Brantley painted 2013 as year that was a difficult one, with citizens buffeted between “pillar and post”. For him, joblessness, an ever increasing cost of living, unacceptable criminal activity, and an ever coarsening of our public discourse have become natural concomitants of modern life in our once halcyon country.
In his reflection, Brantley allowed his thoughts to move as far back as 2011, when as he said, Nevis saw a blatant attempt to corrupt the electoral process, the very foundation of our Nation’s democracy. It took 18 long months of litigation, the independence of the courts and prayers, to right the gross injustice meted out to the Nevisian people, explained Brantley.
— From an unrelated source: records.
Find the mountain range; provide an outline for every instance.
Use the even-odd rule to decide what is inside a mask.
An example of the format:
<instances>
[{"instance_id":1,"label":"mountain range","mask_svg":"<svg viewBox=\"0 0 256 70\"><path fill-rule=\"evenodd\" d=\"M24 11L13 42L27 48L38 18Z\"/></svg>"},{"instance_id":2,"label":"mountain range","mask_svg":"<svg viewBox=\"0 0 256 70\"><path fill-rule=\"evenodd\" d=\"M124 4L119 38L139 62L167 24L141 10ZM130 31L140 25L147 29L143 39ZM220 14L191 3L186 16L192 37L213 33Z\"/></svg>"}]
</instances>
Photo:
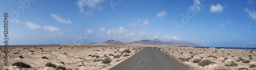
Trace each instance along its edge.
<instances>
[{"instance_id":1,"label":"mountain range","mask_svg":"<svg viewBox=\"0 0 256 70\"><path fill-rule=\"evenodd\" d=\"M108 40L100 43L111 45L125 45L129 44L147 44L147 45L176 45L176 46L203 46L200 44L191 43L186 41L172 41L170 42L163 41L158 39L155 40L141 40L139 41L133 41L132 42L123 43L119 41L114 40Z\"/></svg>"}]
</instances>

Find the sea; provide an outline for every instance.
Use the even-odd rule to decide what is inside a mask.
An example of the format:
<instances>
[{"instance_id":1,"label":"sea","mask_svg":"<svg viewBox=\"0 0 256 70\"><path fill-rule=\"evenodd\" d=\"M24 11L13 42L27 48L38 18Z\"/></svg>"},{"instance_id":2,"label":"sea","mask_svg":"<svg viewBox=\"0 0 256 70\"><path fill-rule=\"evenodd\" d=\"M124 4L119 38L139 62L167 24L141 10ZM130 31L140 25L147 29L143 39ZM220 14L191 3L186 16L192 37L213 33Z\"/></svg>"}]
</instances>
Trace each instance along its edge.
<instances>
[{"instance_id":1,"label":"sea","mask_svg":"<svg viewBox=\"0 0 256 70\"><path fill-rule=\"evenodd\" d=\"M214 46L196 46L198 48L215 48L215 49L250 49L256 50L255 48L232 48L232 47L214 47Z\"/></svg>"}]
</instances>

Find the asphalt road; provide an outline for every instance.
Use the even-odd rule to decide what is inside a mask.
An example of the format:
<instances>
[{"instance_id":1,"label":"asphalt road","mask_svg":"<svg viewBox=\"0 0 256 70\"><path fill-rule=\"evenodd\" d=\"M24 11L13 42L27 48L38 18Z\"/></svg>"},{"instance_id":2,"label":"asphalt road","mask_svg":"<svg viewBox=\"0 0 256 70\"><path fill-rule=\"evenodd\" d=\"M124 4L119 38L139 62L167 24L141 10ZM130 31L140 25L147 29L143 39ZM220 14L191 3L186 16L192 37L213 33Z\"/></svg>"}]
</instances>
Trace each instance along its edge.
<instances>
[{"instance_id":1,"label":"asphalt road","mask_svg":"<svg viewBox=\"0 0 256 70\"><path fill-rule=\"evenodd\" d=\"M188 70L153 48L145 48L110 70Z\"/></svg>"}]
</instances>

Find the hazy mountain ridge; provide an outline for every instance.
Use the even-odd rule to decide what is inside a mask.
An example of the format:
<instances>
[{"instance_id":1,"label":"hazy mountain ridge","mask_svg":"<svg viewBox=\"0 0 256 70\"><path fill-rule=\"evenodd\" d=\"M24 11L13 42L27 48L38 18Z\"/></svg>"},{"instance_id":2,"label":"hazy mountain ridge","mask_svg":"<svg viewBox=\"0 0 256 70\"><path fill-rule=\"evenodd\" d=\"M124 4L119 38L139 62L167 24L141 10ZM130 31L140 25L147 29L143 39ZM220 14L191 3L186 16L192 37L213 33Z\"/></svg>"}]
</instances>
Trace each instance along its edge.
<instances>
[{"instance_id":1,"label":"hazy mountain ridge","mask_svg":"<svg viewBox=\"0 0 256 70\"><path fill-rule=\"evenodd\" d=\"M102 42L103 43L107 43L110 44L116 44L116 45L125 45L125 43L119 41L115 41L114 40L108 40L105 42Z\"/></svg>"},{"instance_id":2,"label":"hazy mountain ridge","mask_svg":"<svg viewBox=\"0 0 256 70\"><path fill-rule=\"evenodd\" d=\"M202 46L200 44L191 43L186 41L172 41L170 42L163 41L158 39L152 40L141 40L139 41L133 41L127 43L139 44L150 44L150 45L175 45L180 46Z\"/></svg>"}]
</instances>

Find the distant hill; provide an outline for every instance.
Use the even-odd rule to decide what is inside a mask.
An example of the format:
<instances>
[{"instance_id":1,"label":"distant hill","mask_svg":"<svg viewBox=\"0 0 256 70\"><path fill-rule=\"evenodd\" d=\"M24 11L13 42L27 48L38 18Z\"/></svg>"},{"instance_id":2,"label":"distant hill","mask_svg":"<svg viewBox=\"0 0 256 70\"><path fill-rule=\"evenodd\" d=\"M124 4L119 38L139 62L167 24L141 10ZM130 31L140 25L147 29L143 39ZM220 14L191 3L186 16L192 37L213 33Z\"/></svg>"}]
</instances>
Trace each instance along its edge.
<instances>
[{"instance_id":1,"label":"distant hill","mask_svg":"<svg viewBox=\"0 0 256 70\"><path fill-rule=\"evenodd\" d=\"M111 45L125 45L125 43L119 41L115 41L114 40L108 40L105 42L102 42L103 43L109 44Z\"/></svg>"},{"instance_id":2,"label":"distant hill","mask_svg":"<svg viewBox=\"0 0 256 70\"><path fill-rule=\"evenodd\" d=\"M149 44L149 45L175 45L179 46L202 46L203 45L191 43L186 41L173 41L170 42L163 41L158 39L152 40L141 40L139 41L133 41L127 43Z\"/></svg>"}]
</instances>

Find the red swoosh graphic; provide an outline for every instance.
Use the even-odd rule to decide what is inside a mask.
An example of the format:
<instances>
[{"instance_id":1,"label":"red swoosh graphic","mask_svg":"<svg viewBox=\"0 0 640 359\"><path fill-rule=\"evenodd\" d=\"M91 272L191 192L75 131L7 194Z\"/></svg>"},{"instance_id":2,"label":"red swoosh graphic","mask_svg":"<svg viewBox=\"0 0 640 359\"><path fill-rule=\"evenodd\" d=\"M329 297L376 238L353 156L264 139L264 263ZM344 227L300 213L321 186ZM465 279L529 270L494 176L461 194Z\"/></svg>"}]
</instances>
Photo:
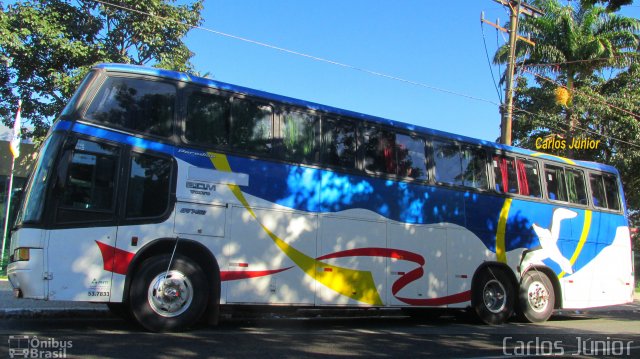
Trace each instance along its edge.
<instances>
[{"instance_id":1,"label":"red swoosh graphic","mask_svg":"<svg viewBox=\"0 0 640 359\"><path fill-rule=\"evenodd\" d=\"M104 262L104 270L117 273L117 274L127 274L127 269L129 268L129 264L133 260L134 253L127 252L125 250L110 246L108 244L98 242L98 247L100 248L100 252L102 253L102 260ZM403 274L398 279L396 279L391 286L391 293L396 299L399 301L416 306L437 306L437 305L445 305L445 304L454 304L454 303L462 303L468 302L471 300L471 291L465 291L457 294L448 295L440 298L426 298L426 299L417 299L417 298L404 298L399 297L397 294L402 290L402 288L406 287L410 283L422 278L424 275L424 265L426 261L423 256L405 251L402 249L391 249L391 248L356 248L356 249L348 249L345 251L339 251L334 253L329 253L322 255L317 260L325 260L332 258L345 258L345 257L383 257L383 258L394 258L398 260L404 260L413 262L418 265L417 268ZM248 278L258 278L269 275L274 275L280 272L284 272L293 267L280 268L280 269L272 269L272 270L259 270L259 271L221 271L220 272L220 280L232 281L232 280L241 280Z\"/></svg>"}]
</instances>

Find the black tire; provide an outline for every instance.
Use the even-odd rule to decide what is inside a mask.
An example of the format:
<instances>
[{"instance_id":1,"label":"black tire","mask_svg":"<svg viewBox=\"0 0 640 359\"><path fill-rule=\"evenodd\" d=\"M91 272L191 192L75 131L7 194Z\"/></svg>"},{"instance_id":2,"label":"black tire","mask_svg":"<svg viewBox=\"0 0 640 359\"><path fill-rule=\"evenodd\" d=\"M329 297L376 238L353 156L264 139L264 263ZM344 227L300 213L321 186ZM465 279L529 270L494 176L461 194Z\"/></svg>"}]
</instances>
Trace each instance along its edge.
<instances>
[{"instance_id":1,"label":"black tire","mask_svg":"<svg viewBox=\"0 0 640 359\"><path fill-rule=\"evenodd\" d=\"M170 256L146 259L136 272L129 291L131 311L144 328L154 332L181 331L194 325L207 308L211 291L200 266L176 255L162 294L158 288L167 272Z\"/></svg>"},{"instance_id":2,"label":"black tire","mask_svg":"<svg viewBox=\"0 0 640 359\"><path fill-rule=\"evenodd\" d=\"M518 317L529 323L544 322L556 304L553 284L543 272L531 270L522 276L518 294Z\"/></svg>"},{"instance_id":3,"label":"black tire","mask_svg":"<svg viewBox=\"0 0 640 359\"><path fill-rule=\"evenodd\" d=\"M513 314L515 290L501 269L486 268L479 272L471 295L471 307L485 324L502 324Z\"/></svg>"}]
</instances>

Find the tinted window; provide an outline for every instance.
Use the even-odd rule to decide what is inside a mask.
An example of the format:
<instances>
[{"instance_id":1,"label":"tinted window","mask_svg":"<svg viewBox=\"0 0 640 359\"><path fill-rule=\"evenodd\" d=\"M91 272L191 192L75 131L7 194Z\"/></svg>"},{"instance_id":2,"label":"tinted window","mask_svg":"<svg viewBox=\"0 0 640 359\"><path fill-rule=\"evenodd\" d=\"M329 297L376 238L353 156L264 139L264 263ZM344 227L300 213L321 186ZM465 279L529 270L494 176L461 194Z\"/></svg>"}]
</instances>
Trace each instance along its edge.
<instances>
[{"instance_id":1,"label":"tinted window","mask_svg":"<svg viewBox=\"0 0 640 359\"><path fill-rule=\"evenodd\" d=\"M618 181L614 176L604 176L604 189L607 195L607 207L619 211L620 206L620 193L618 191Z\"/></svg>"},{"instance_id":2,"label":"tinted window","mask_svg":"<svg viewBox=\"0 0 640 359\"><path fill-rule=\"evenodd\" d=\"M231 102L231 116L230 137L234 148L251 153L266 153L271 150L271 107L234 98Z\"/></svg>"},{"instance_id":3,"label":"tinted window","mask_svg":"<svg viewBox=\"0 0 640 359\"><path fill-rule=\"evenodd\" d=\"M380 127L364 127L364 168L371 172L396 174L395 133Z\"/></svg>"},{"instance_id":4,"label":"tinted window","mask_svg":"<svg viewBox=\"0 0 640 359\"><path fill-rule=\"evenodd\" d=\"M110 77L87 110L88 119L140 133L172 133L176 89L163 82Z\"/></svg>"},{"instance_id":5,"label":"tinted window","mask_svg":"<svg viewBox=\"0 0 640 359\"><path fill-rule=\"evenodd\" d=\"M513 157L493 157L493 174L496 180L496 191L503 193L520 193L518 175Z\"/></svg>"},{"instance_id":6,"label":"tinted window","mask_svg":"<svg viewBox=\"0 0 640 359\"><path fill-rule=\"evenodd\" d=\"M133 153L127 187L127 218L165 213L171 190L171 160Z\"/></svg>"},{"instance_id":7,"label":"tinted window","mask_svg":"<svg viewBox=\"0 0 640 359\"><path fill-rule=\"evenodd\" d=\"M461 153L462 185L474 188L488 188L486 152L477 148L462 147Z\"/></svg>"},{"instance_id":8,"label":"tinted window","mask_svg":"<svg viewBox=\"0 0 640 359\"><path fill-rule=\"evenodd\" d=\"M457 143L433 141L436 181L458 186L487 188L485 152Z\"/></svg>"},{"instance_id":9,"label":"tinted window","mask_svg":"<svg viewBox=\"0 0 640 359\"><path fill-rule=\"evenodd\" d=\"M593 198L593 205L600 208L607 208L607 198L605 195L604 182L601 175L590 175L589 181L591 182L591 197Z\"/></svg>"},{"instance_id":10,"label":"tinted window","mask_svg":"<svg viewBox=\"0 0 640 359\"><path fill-rule=\"evenodd\" d=\"M436 166L436 181L462 185L462 156L455 143L433 141L433 159Z\"/></svg>"},{"instance_id":11,"label":"tinted window","mask_svg":"<svg viewBox=\"0 0 640 359\"><path fill-rule=\"evenodd\" d=\"M113 219L119 152L115 146L78 140L74 150L65 153L61 171L66 175L56 217L59 222Z\"/></svg>"},{"instance_id":12,"label":"tinted window","mask_svg":"<svg viewBox=\"0 0 640 359\"><path fill-rule=\"evenodd\" d=\"M567 189L564 181L564 169L562 167L545 165L545 180L547 181L547 195L554 201L567 200Z\"/></svg>"},{"instance_id":13,"label":"tinted window","mask_svg":"<svg viewBox=\"0 0 640 359\"><path fill-rule=\"evenodd\" d=\"M566 169L567 192L569 202L587 205L587 187L584 181L584 174L580 170Z\"/></svg>"},{"instance_id":14,"label":"tinted window","mask_svg":"<svg viewBox=\"0 0 640 359\"><path fill-rule=\"evenodd\" d=\"M211 93L191 92L187 99L187 140L211 146L226 146L229 143L228 133L228 99Z\"/></svg>"},{"instance_id":15,"label":"tinted window","mask_svg":"<svg viewBox=\"0 0 640 359\"><path fill-rule=\"evenodd\" d=\"M323 161L330 166L354 168L356 129L350 121L322 120Z\"/></svg>"},{"instance_id":16,"label":"tinted window","mask_svg":"<svg viewBox=\"0 0 640 359\"><path fill-rule=\"evenodd\" d=\"M422 138L397 134L395 152L399 176L427 179L427 164Z\"/></svg>"},{"instance_id":17,"label":"tinted window","mask_svg":"<svg viewBox=\"0 0 640 359\"><path fill-rule=\"evenodd\" d=\"M516 159L520 194L530 197L542 197L540 189L540 172L536 161L523 158Z\"/></svg>"},{"instance_id":18,"label":"tinted window","mask_svg":"<svg viewBox=\"0 0 640 359\"><path fill-rule=\"evenodd\" d=\"M284 158L295 162L318 162L319 124L317 117L298 111L285 112L282 117Z\"/></svg>"}]
</instances>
“You may well wonder why I have gone back as far as 2011? I have done so because it marked a watershed event in our young history. It told us that persons even in the highest offices in our country and those imbued with considerable constitutional power were willing to corrupt the very institutions that they were required by law to protect,” explained the Opposition Leader. Once the Court had ruled historically that those who benefitted from wrong doing were null and void, the people of Nevis in January of 2013 spoke eloquently and overwhelmingly for the Government of their choice. Democracy had awoken from its coma and was once again alive and well in our beloved isle of Nevis, added Brantley.
The situation has worsened according to Brantley, who also holds the position of Deputy Leader of the CCM, in Nevis. “A new Attorney General was illegally sworn in to provide an additional vote for the Honourable Prime Minister to attempt to pass legislation to increase the number of Senators so that the voice of the majority of elected Parliamentarians could be silenced. Again the Court intervened and the new Attorney General was finally sworn in legally. The result is that St. Kitts and Nevis now functions with an illegitimate minority Government with a majority of elected Parliamentarians sitting on the opposition benches.”
Brantley also took swipe at National Assembly Speaker, Curtis Martin when he declared, “Our Honourable Speaker, once an office revered and admired, has been rendered a regional laughing stock showing rank political partisanship when the country cries out for statesmanship. Your loyal Opposition has on principle boycotted this kangaroo Parliament and in 2014 and for so long as the Motion of No Confidence remains untabled and unheard, we shall categorically continue to do so.”
He believes that 2013 has been a year of serious challenges and difficulties for our Nation. “The question now is what shall we as a country do? Will we learn from those mistakes and fashion solutions to ensure that we do not repeat them? Or shall we continue along the same path with the same cast of characters and pray that what they have not done in 20 years they will somehow do in the future?”
He said that it is his simple view that in 2014 our people will be asked a simple question. Do we wish more of the same or do we wish a new approach to governance in our Nation? It is a simple question which we all will have to answer in this New Year, promised Mr. Brantley.